Шах Аббас становился все задумчивее. Скользили тени уходящих дней, оставляя в душе тревогу.
«Комар! – восклицал шах. – Хосро-мирза и Иса-хан радуются. О, как благосклонна к ним судьба. Они пригнули к стопам шах-ин-шаха Картли и Кахети и возвратились в Иран с большим войском!.. Видит аллах, лучше бы они позволили грузинам выстроить пирамиду славы из двадцати тысяч голов сарбазов, но привезли бы мне одну – голову Георгия Саакадзе! Свидетель Хуссейн, не турки устрашают меня, а… Непобедимый! Да будет известно легковерным: раз Непобедимый не побежден, ничего не стоит победа ханов! Торжество царя Теймураза и князя Эристави смешит умных и радует глупцов. Кто сказал, что временное отступление полководца – поражение? Лазутчики доносят: в большом почете Непобедимый у султана Мурада! – Шах крепко сжал в руке чубук кальяна. – Вот источник беспокойства! Бисмиллах, дружба царя Русии и патриарха Филарета с Ираном – мираж в пустыне! Избавятся от когтей Польши, и… мираж рассеется. Царство медведя придавит царство льва, Русия выйдет к большой воде, ибо от глаз ее не может спрятаться ни одна капля. А торжество медведя над краковским орлом выгодно и шведскому королю, и голландскому, и всем, кто решил сейчас сразиться с Габсбургом; выгодно это и патриарху, смеющему называть себя „вселенским“, греку Кириллу Лукарису, а главное – выгодно Турции, ибо королевство Польское извечный враг османов.

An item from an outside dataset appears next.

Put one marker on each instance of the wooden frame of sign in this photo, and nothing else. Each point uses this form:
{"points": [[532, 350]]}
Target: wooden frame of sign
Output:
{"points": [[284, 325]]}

Видит аллах, я существую как вечный владыка, и мне Польша не мешает, но я помогаю Русии воевать с королем Сигизмундом, – все средства хороши из запасов мира, что отвлекают русийцев от Гурджистана. Непобедимый уверяет, что и без помощи единоверцев может избегнуть власти Ирана. Но у него нет ключей к сокровенным тайнам, и он забыл о комаре. Или посол франков перестал щекотать ноздри завистливому Хозреву, первому везиру? А везир не щекочет ноздри своей жене-гюрзе Фатиме? А она своему брату-павлину, султану Мураду? Все это так, но зреют плоды Закума, и чихать, иншаллах, придется Непобедимому! Повелю лазутчикам выведать, сколько золотых туманов насытят двух разбойников – посла франков и везира османов, чтобы они защекотали Моурав-бека… На поле битвы он непобедим, но комар… Комар может все! Защекотать царя, обессилить муллу, не допустить Непобедимого до поля битвы… А если аллаху угодно, пусть потом султан обрушит на меня хоть все свои орты, – не устрашусь!.. По воле аллаха, сотворившего души, придет много, убежит мало…»
Он передвинул белого слона на семь покрытых лаком квадратов и внезапно приказал дежурившему хану отправить в августинский монастырь гонца стражей и пригласить на ужин патера с главными миссионерами.
«Да возвысится величие аллаха! Свет в моем светозарном сердце! Я разрешил христианским странам помогать мохамметанским. И я, шах Аббас, завоевал остров Хормоз… с помощью англичан… Аллах не останавливает свое милосердие на полпути, – еще многое завоюют правоверные с помощью христиан, вечно дерущихся друг с другом…»
Выслушав слова гонца, подкрепленные звоном клинков стражи, испуганные католики, оставив устное завещание, попрощались с остальной братией и обреченно поплелись в Давлет-ханэ. Не впервые шах приглашал их к своему столу, угощая богатыми яствами, и вел богоугодную беседу, хваля чистоту веры Христа. Но в два часа ночи?! Пресвятая дева, не замыслил ли неверный лишить монастырь главенствующих монахов?!
Вот и Давлет-ханэ. Пышный зал трапезы. В четырех углах – чучела львов. Вздыбленные, они держат наготове острые сабли, действуя на нервы более устрашающе, чем их живые собратья. Шах затаил усмешку, но милостиво расточает приветствия, прося еще раз объяснить, в чем истина учения Христа.